The probability of a successful exit varies over a very wide range. Hard data or surveys on this dimension are hard to find, however, our experience suggests that the relationship between the quality of the exit advisor and the probability of close is as shown in the graph below:

The range is striking: the probability of a success exit varies from around 10% for low quality firms up to 75% – 80% for very high-quality firms – and is independent of the company being sold.

This leads directly to the second consideration: the selling price. The quality of the M&A advisor has a significant effect on the price you’ll likely receive, as shown in the graph below:

Again, the results are dramatic: the transaction price could vary over a range of plus or minus 50% depending only on the quality of the firm you select.

Based on these observations, a company should look primarily to the experience of the M&A advisor: a 70% chance of success on achieving an exit 50% above average with a 6% success fee leaves the company significantly better off than a 30% chance of a 50% below average price with a 3% fee. The fee is not the primary concern – but rather the biggest factor is the quality of the advisor.

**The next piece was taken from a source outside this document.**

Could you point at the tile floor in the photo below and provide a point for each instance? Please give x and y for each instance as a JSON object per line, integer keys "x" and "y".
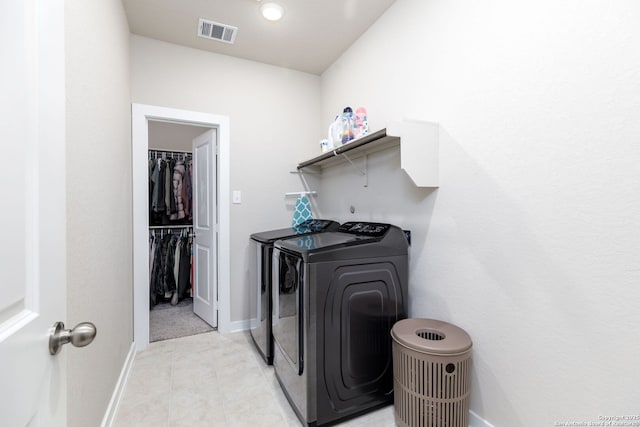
{"x": 211, "y": 380}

How do high-quality M&A advisor distinguish themselves?

High-quality M&A advisors are more successful for a few related reasons:

  • Experience and Capability: M&A advisors that have deep experience in the technology industry will have managed the challenges particular to tech: high growth, rapid chance, incomplete knowledge, immature management, etc. They can better relate to tech founders because they have “walked in their shoes”. Industry-agnostic advisors lack the specific tech experience and may be less likely to close and most likely, on less generous terms.

Advisors who have managed many exits can anticipate and ideally remove obstacles before they affect the exit.

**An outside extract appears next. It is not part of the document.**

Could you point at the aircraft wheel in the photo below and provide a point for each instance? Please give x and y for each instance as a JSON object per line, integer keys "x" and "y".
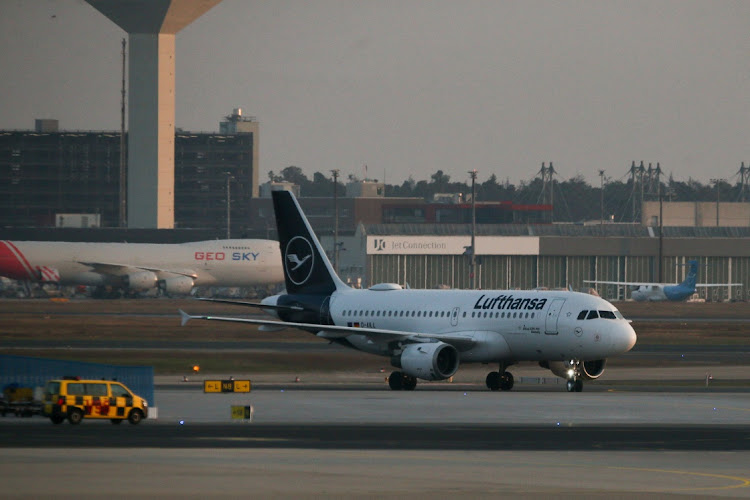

  • Hard work: Every M&A advisor will work with the company to craft a set of marketing documents, then contact the obvious buyers and try to negotiate the deal, then leave it to the lawyers to manage the diligence and closing documents. Gold Service advisors will do much, much more than that. Prior to starting the engagement, they will work with the company to prepare and organize the documents needed for due diligence. Some firms are willing to work with the company CEO for many months, and sometimes years, to increase the fundamental value of the business. They will uncover sources of value that others will miss which help to increase the sale price. They will scour the planet looking for every potential acquirer that might value the technology more. In sum, anywhere they can add value and expedite the transaction, the M&A advisors will be there. These Gold Service advisors are the ones most likely to deliver results in the top right corners of the graphs.

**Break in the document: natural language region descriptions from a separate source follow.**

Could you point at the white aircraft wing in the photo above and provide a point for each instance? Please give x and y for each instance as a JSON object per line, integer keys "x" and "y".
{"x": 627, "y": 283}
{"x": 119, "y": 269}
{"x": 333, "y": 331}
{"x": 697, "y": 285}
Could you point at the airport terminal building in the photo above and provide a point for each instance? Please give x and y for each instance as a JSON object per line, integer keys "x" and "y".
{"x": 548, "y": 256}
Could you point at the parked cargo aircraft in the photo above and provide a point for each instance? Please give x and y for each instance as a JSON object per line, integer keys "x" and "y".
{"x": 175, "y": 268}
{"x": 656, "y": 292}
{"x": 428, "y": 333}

To put this difference in perspective, Gold Service firms that add a lot to the fundamental value probably invest about two-person years of professional time in a typical exit. Lesser quality firms might put in one quarter to one half of that – around one half to one-person year of senior time.

 

Conclusion: Keep Your Eye on the Prize

M&A advisors earn their fees for helping tech entrepreneurs sell their companies. The fees compensate them for the risk that a transaction can take considerable time and effort over many months with no guarantee of success. Highly-skilled and experienced M&A advisors can make a significant difference in the probability that the deal will close and achieve the highest value.

Tech companies contemplating an exit should focus more on the quality of the advisors and less on the fees they charge.

i Strategic Exits Partners strongly discourages including any form of earnout because it creates a conflict between the buyer and seller; the seller trying to maximize performance post close to increase the purchase price, and the buyer motivated to do the opposite. While the conflict may be more apparent than real, it is a discussion you never want to have.

 

ii Strategic Exits Partners advises its clients to avoid payment in shares. If the buyer is a private company, the shares cannot be sold. If the buyer is publicly traded, there is typically a hold period which can last from 1 to 3 years during which the shares cannot be sold. For these reasons, equity should be avoided. If there is an equity component in the purchase price, it should be heavily discounted.